Have you ever had a time in your life when you feel like the rug is being pulled out from under you? Everything is changing, not in ways you hoped for.
How can you be at your best and be fearless when all you feel is fearful?
Find the eye of the hurricane
Get your brain out of its fear center. Any activity that enables you to calm your body and brain will help.
The fastest way to change your mind is to change your breath, so simply start with deep breathing from your belly. Place your hands on your belly and make sure they expand like a balloon when you breathe. Or breathe out for more counts than you breathe in (e.g., inhale for 4, exhale for 8) – that presses your “calm” button.
Your nervous system will be full of fear when things seem to fall apart, so it’s important to engage in extreme self-care in order to not get sick or too overwhelmed.
Consult your future self
You will be tempted to focus on all the things that are going on outside of you and try to halt or change them. Instead, find your answers within.
In your imagination, eject yourself above the swirl of the moment. Project yourself into the future when the situation has been resolved. From that vantage point ask: “What is the single best thing I did that got me through this situation?” Let your future self give you some high priced consultation!
Replace fear with forward action
You only feel fear when things feel out of your control. So take action on what you can control (and as you know my saying: “Be Impeccable for your 50%!”)
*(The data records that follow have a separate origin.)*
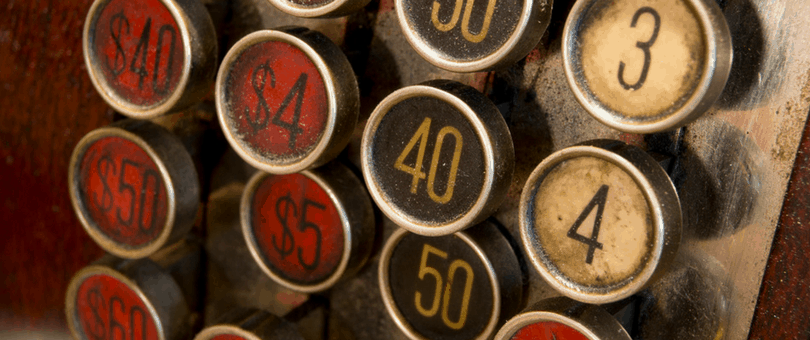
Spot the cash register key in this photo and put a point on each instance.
(437, 157)
(134, 187)
(258, 325)
(646, 66)
(308, 230)
(152, 57)
(319, 8)
(470, 36)
(146, 298)
(562, 319)
(287, 99)
(459, 286)
(600, 220)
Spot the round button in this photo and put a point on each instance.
(465, 36)
(646, 66)
(135, 301)
(148, 58)
(563, 319)
(456, 286)
(134, 188)
(600, 220)
(437, 157)
(308, 230)
(287, 100)
(319, 8)
(258, 325)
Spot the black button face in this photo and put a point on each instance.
(437, 157)
(428, 160)
(464, 30)
(470, 35)
(441, 287)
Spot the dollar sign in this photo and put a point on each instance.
(258, 82)
(96, 300)
(115, 32)
(286, 233)
(103, 168)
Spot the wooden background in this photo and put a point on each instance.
(47, 104)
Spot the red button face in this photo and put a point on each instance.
(548, 330)
(123, 191)
(297, 228)
(139, 49)
(277, 101)
(109, 309)
(228, 337)
(310, 3)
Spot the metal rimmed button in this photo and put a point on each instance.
(255, 325)
(308, 230)
(646, 66)
(134, 187)
(563, 319)
(600, 220)
(287, 100)
(457, 286)
(149, 58)
(136, 299)
(465, 36)
(437, 157)
(319, 8)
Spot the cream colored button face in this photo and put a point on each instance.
(593, 221)
(646, 65)
(600, 220)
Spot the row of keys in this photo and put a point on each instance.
(635, 66)
(599, 220)
(155, 297)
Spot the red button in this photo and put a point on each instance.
(134, 187)
(109, 309)
(287, 99)
(151, 57)
(140, 50)
(298, 229)
(123, 191)
(548, 330)
(228, 337)
(280, 99)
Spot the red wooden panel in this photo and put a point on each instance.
(47, 104)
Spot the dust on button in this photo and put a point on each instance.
(642, 59)
(123, 191)
(593, 222)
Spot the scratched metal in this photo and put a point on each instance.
(732, 165)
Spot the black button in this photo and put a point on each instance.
(437, 157)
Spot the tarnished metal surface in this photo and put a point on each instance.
(731, 170)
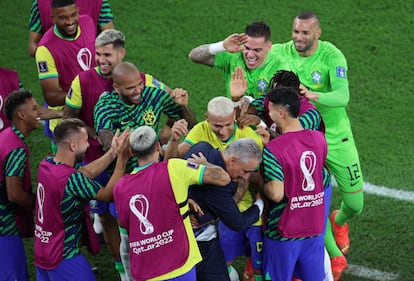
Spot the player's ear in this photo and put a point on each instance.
(115, 86)
(123, 53)
(318, 33)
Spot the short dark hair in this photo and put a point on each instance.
(285, 78)
(286, 97)
(258, 29)
(143, 141)
(66, 128)
(305, 15)
(62, 3)
(14, 100)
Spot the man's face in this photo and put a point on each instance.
(130, 88)
(255, 52)
(30, 110)
(66, 19)
(241, 171)
(82, 145)
(107, 57)
(305, 34)
(274, 112)
(222, 126)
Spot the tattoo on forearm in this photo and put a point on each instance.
(241, 190)
(106, 138)
(70, 112)
(202, 55)
(189, 116)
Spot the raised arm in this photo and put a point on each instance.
(204, 54)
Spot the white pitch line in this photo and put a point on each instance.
(384, 191)
(389, 192)
(399, 194)
(369, 273)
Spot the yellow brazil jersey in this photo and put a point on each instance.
(193, 175)
(202, 132)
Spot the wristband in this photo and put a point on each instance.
(216, 48)
(262, 124)
(260, 204)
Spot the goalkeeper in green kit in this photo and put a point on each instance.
(322, 70)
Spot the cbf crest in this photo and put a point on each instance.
(149, 118)
(316, 77)
(262, 85)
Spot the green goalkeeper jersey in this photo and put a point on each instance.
(257, 79)
(324, 72)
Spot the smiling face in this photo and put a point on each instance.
(31, 112)
(239, 170)
(107, 57)
(255, 52)
(81, 144)
(130, 87)
(66, 19)
(222, 126)
(305, 35)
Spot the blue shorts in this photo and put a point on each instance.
(327, 198)
(213, 266)
(248, 242)
(112, 210)
(13, 264)
(65, 271)
(189, 276)
(100, 207)
(282, 258)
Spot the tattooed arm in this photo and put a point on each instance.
(204, 54)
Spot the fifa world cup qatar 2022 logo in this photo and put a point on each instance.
(307, 165)
(84, 58)
(139, 206)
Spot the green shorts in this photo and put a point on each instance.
(343, 161)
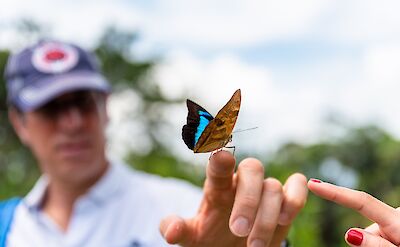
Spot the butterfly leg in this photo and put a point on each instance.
(231, 147)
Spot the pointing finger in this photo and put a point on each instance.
(358, 237)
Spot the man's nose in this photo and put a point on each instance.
(71, 118)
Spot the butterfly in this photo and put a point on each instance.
(203, 133)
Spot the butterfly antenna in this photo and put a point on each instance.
(241, 130)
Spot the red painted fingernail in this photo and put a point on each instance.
(354, 237)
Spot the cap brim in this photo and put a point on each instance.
(43, 91)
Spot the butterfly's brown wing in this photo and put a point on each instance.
(218, 132)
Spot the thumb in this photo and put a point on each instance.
(174, 230)
(358, 237)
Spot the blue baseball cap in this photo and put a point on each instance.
(48, 69)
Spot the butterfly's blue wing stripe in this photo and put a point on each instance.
(204, 121)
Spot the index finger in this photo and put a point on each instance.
(218, 187)
(365, 204)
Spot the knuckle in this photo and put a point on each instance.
(267, 227)
(365, 198)
(295, 203)
(249, 202)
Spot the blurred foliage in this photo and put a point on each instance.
(365, 158)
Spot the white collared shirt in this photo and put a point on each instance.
(123, 208)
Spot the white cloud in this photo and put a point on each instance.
(231, 23)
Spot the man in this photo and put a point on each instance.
(57, 101)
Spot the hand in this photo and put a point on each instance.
(386, 230)
(239, 208)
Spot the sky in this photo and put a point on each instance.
(298, 63)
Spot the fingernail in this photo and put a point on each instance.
(257, 243)
(284, 219)
(240, 227)
(315, 180)
(354, 237)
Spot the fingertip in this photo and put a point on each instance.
(354, 236)
(222, 162)
(299, 177)
(222, 157)
(172, 229)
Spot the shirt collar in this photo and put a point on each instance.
(108, 185)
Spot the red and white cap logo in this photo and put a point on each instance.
(54, 57)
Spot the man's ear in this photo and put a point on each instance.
(18, 122)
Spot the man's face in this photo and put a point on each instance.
(67, 135)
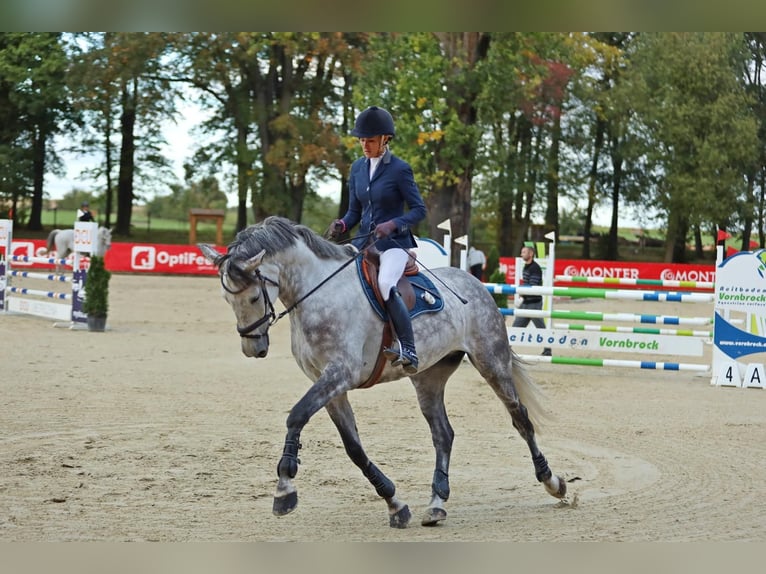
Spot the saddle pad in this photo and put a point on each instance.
(425, 291)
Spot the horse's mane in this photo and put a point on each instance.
(275, 234)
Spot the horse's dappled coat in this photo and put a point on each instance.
(335, 339)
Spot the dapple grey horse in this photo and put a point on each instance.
(62, 241)
(336, 339)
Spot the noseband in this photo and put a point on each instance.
(269, 315)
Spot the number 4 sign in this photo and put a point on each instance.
(729, 376)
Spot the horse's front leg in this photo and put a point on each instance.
(322, 391)
(342, 416)
(429, 388)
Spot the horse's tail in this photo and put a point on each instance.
(51, 240)
(530, 394)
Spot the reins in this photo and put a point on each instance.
(270, 315)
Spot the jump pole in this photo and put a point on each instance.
(703, 285)
(67, 314)
(588, 362)
(587, 293)
(599, 316)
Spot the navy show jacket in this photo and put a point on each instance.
(372, 202)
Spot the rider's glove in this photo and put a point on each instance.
(385, 229)
(336, 229)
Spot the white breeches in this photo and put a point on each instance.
(392, 264)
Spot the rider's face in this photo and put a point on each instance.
(372, 147)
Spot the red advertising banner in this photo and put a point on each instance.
(187, 259)
(621, 270)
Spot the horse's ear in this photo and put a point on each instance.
(208, 251)
(253, 263)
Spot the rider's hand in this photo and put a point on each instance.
(336, 229)
(385, 229)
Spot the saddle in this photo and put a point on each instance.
(370, 265)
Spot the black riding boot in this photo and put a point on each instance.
(400, 317)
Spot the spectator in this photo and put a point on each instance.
(531, 276)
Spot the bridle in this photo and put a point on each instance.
(269, 315)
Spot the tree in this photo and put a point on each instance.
(430, 83)
(123, 96)
(33, 98)
(700, 133)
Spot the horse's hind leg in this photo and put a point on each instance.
(429, 387)
(342, 416)
(513, 388)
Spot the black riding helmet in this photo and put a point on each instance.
(373, 121)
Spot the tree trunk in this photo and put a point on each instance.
(675, 242)
(552, 199)
(613, 247)
(598, 143)
(127, 159)
(38, 177)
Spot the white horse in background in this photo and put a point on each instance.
(62, 242)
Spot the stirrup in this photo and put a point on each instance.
(403, 356)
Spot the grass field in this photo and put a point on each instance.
(174, 231)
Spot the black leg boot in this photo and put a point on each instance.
(405, 353)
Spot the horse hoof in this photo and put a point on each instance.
(434, 516)
(558, 492)
(285, 504)
(401, 518)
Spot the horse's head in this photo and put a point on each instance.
(251, 289)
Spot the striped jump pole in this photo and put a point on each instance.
(62, 307)
(620, 317)
(48, 260)
(648, 282)
(584, 292)
(45, 276)
(38, 292)
(590, 362)
(640, 330)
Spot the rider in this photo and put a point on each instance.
(380, 185)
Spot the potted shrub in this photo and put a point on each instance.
(96, 302)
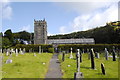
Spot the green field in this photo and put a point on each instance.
(26, 66)
(111, 67)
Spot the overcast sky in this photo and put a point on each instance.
(61, 17)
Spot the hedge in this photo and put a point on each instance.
(66, 47)
(96, 47)
(34, 47)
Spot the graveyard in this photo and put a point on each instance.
(68, 66)
(90, 64)
(28, 65)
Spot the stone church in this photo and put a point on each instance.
(40, 36)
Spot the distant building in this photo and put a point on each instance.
(40, 36)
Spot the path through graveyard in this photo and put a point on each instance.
(54, 70)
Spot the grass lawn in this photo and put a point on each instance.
(111, 67)
(26, 66)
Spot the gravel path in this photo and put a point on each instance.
(54, 70)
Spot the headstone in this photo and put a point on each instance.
(39, 49)
(89, 56)
(16, 52)
(80, 55)
(92, 59)
(83, 51)
(8, 61)
(113, 53)
(34, 54)
(42, 50)
(63, 56)
(97, 55)
(21, 52)
(103, 69)
(24, 51)
(71, 56)
(7, 53)
(106, 54)
(78, 60)
(1, 50)
(78, 74)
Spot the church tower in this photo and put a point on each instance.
(40, 32)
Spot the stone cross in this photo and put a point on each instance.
(106, 54)
(78, 74)
(97, 55)
(8, 61)
(34, 54)
(92, 59)
(21, 52)
(71, 56)
(7, 53)
(103, 69)
(39, 49)
(16, 52)
(113, 53)
(83, 51)
(1, 50)
(80, 55)
(63, 56)
(89, 55)
(24, 50)
(78, 60)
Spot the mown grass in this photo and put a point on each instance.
(111, 67)
(26, 66)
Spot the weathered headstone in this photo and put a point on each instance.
(92, 59)
(63, 56)
(24, 51)
(113, 53)
(83, 51)
(21, 52)
(89, 55)
(7, 53)
(103, 68)
(106, 54)
(8, 61)
(39, 49)
(80, 56)
(71, 56)
(16, 52)
(34, 54)
(1, 50)
(78, 74)
(97, 55)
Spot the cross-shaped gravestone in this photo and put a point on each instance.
(103, 69)
(97, 55)
(39, 49)
(71, 56)
(8, 61)
(16, 52)
(24, 51)
(113, 53)
(34, 54)
(78, 74)
(92, 59)
(63, 56)
(106, 54)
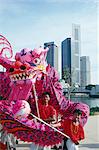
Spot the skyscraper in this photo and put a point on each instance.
(85, 70)
(66, 56)
(71, 54)
(53, 56)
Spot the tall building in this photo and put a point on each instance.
(53, 56)
(85, 70)
(75, 55)
(71, 54)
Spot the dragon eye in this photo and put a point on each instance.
(11, 70)
(36, 61)
(23, 67)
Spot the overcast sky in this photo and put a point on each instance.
(30, 23)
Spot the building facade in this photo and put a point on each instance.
(85, 71)
(75, 54)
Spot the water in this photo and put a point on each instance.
(92, 102)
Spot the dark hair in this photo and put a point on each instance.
(77, 111)
(45, 93)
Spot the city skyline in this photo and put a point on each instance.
(32, 23)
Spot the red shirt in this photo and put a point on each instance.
(76, 133)
(46, 111)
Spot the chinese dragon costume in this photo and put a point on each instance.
(21, 87)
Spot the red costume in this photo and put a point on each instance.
(46, 111)
(75, 132)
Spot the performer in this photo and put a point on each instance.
(47, 113)
(73, 129)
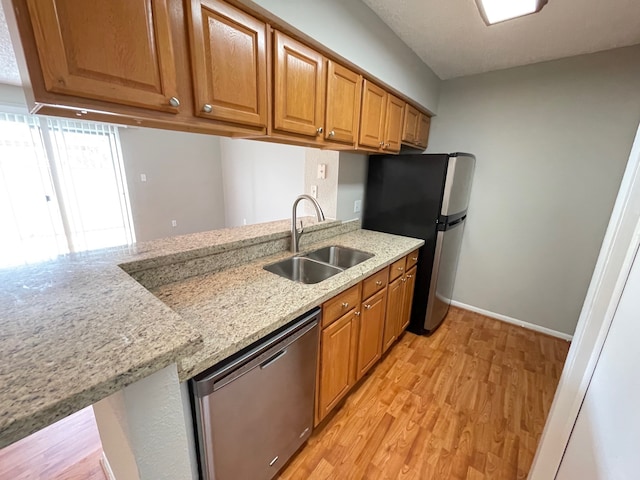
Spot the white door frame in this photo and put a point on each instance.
(611, 271)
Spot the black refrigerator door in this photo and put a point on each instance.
(404, 196)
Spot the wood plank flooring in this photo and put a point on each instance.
(469, 402)
(67, 450)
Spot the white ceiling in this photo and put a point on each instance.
(8, 67)
(450, 36)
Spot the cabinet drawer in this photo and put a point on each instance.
(375, 283)
(397, 269)
(412, 259)
(339, 305)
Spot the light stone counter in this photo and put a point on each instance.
(234, 308)
(78, 329)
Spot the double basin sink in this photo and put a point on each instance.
(316, 266)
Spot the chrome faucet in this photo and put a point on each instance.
(295, 233)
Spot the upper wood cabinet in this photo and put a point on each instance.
(298, 87)
(381, 119)
(410, 126)
(344, 89)
(118, 51)
(372, 116)
(393, 124)
(229, 62)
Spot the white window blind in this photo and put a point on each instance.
(62, 188)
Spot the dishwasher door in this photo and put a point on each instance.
(253, 414)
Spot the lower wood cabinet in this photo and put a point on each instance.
(370, 335)
(336, 368)
(358, 326)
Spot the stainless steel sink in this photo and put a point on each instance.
(341, 257)
(303, 270)
(318, 265)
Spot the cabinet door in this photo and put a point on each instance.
(372, 117)
(407, 298)
(337, 345)
(344, 88)
(410, 127)
(395, 293)
(299, 92)
(229, 58)
(393, 124)
(118, 50)
(370, 334)
(423, 131)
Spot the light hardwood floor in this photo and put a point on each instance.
(469, 402)
(67, 450)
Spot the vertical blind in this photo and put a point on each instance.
(62, 188)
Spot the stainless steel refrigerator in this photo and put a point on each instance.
(423, 196)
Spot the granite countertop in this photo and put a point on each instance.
(77, 329)
(234, 308)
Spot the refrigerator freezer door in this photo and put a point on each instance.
(443, 276)
(457, 186)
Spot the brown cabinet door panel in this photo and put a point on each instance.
(423, 130)
(118, 51)
(394, 311)
(393, 124)
(370, 334)
(229, 57)
(410, 127)
(344, 88)
(336, 362)
(299, 92)
(407, 298)
(372, 117)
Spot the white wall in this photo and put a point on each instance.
(604, 442)
(261, 180)
(184, 181)
(352, 178)
(352, 30)
(551, 142)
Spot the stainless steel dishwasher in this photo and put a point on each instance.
(256, 409)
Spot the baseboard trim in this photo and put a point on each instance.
(513, 321)
(106, 468)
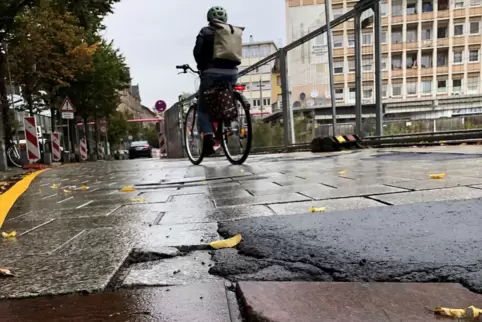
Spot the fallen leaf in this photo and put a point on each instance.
(437, 175)
(471, 312)
(317, 209)
(128, 189)
(9, 235)
(6, 272)
(226, 243)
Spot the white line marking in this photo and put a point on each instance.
(65, 199)
(36, 227)
(49, 196)
(85, 204)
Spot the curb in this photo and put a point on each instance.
(9, 197)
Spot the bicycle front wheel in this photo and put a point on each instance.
(193, 137)
(237, 134)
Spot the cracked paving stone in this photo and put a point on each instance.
(181, 270)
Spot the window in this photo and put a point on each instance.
(411, 60)
(366, 38)
(426, 87)
(411, 7)
(396, 62)
(367, 92)
(411, 88)
(459, 4)
(411, 35)
(337, 41)
(474, 55)
(397, 90)
(351, 65)
(442, 59)
(473, 85)
(397, 9)
(426, 33)
(367, 65)
(383, 37)
(441, 32)
(338, 67)
(352, 93)
(458, 29)
(474, 27)
(427, 6)
(351, 40)
(396, 36)
(337, 12)
(456, 85)
(442, 86)
(427, 60)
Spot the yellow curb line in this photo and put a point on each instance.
(8, 198)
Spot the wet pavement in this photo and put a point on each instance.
(98, 239)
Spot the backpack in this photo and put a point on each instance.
(228, 41)
(220, 100)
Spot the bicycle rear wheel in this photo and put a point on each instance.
(237, 135)
(193, 137)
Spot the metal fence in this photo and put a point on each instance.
(377, 68)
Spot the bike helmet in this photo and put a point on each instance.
(217, 13)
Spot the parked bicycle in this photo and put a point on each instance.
(235, 136)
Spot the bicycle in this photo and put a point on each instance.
(13, 154)
(234, 137)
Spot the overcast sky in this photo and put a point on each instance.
(157, 35)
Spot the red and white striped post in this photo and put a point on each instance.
(83, 149)
(33, 149)
(55, 140)
(162, 144)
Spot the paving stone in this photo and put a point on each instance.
(459, 193)
(260, 200)
(329, 205)
(190, 235)
(193, 215)
(315, 302)
(356, 191)
(181, 270)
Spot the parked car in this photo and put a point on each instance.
(140, 149)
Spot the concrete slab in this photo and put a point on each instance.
(192, 303)
(189, 235)
(318, 302)
(459, 193)
(180, 270)
(329, 205)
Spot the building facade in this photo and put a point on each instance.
(430, 49)
(260, 84)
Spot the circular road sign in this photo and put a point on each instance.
(161, 106)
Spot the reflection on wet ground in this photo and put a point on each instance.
(76, 231)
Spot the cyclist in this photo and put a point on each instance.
(212, 71)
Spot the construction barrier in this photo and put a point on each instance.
(100, 150)
(162, 144)
(55, 142)
(33, 149)
(83, 149)
(335, 143)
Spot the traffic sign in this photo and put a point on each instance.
(161, 106)
(67, 109)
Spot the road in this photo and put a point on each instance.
(384, 220)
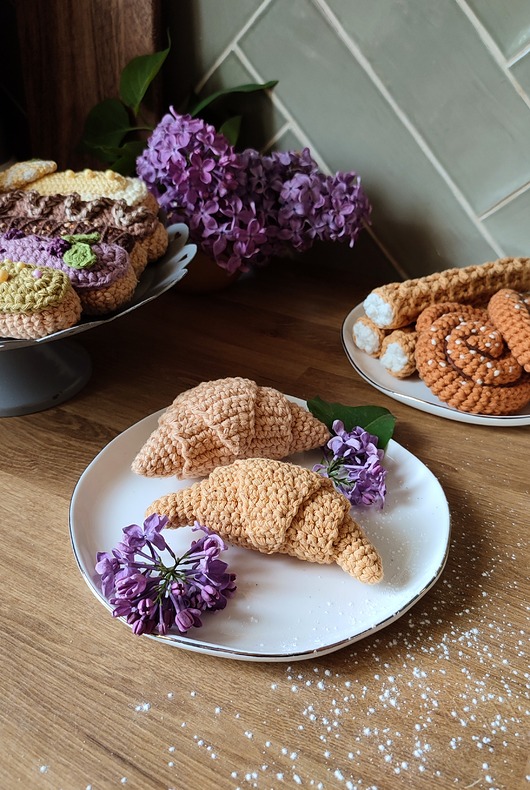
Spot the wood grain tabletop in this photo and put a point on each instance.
(439, 698)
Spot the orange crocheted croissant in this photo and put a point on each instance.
(220, 421)
(276, 507)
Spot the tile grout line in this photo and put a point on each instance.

Make a list of all the things you can control in the situation. Your new ‘to do’ list is to be effective at each of those things you CAN control. Make a plan and pour your energies into implementing it.
Have a growth mindset
You can either have a “fixed mindset,” in which you think that what you know and who you are now is all you can ever know and be. Or you can have a “growth mindset,” in which you think you can learn what you need to know to have the life you want.
Often things fall apart at a time in your life when you need to learn new skills in order to do the work you are meant to do in the world. Rather than resent the people who caused seemingly bad things to happen (e.g., be mad at the person who said they wanted to end the relationship), trust that what you learn now will enable you to have greater success and happiness down the road.
Seal your susceptibility
Many people are fearful in times of uncertainty – but some people have even more susceptibility to getting triggered and feel it more intensely. This is often the case if you’ve grown up in a family where you were scared by an important person’s criticisms or lashing out.
Or if you’ve had a lot of pressure in your life to make sure that everything works out and doesn’t fail, because if it fails it would be “your fault.”
There are ways you can “heal” that part of you. That will enable you to be more “calm and rational” in those situations: you can stay in your process of learning rather than worrying the world will collapse.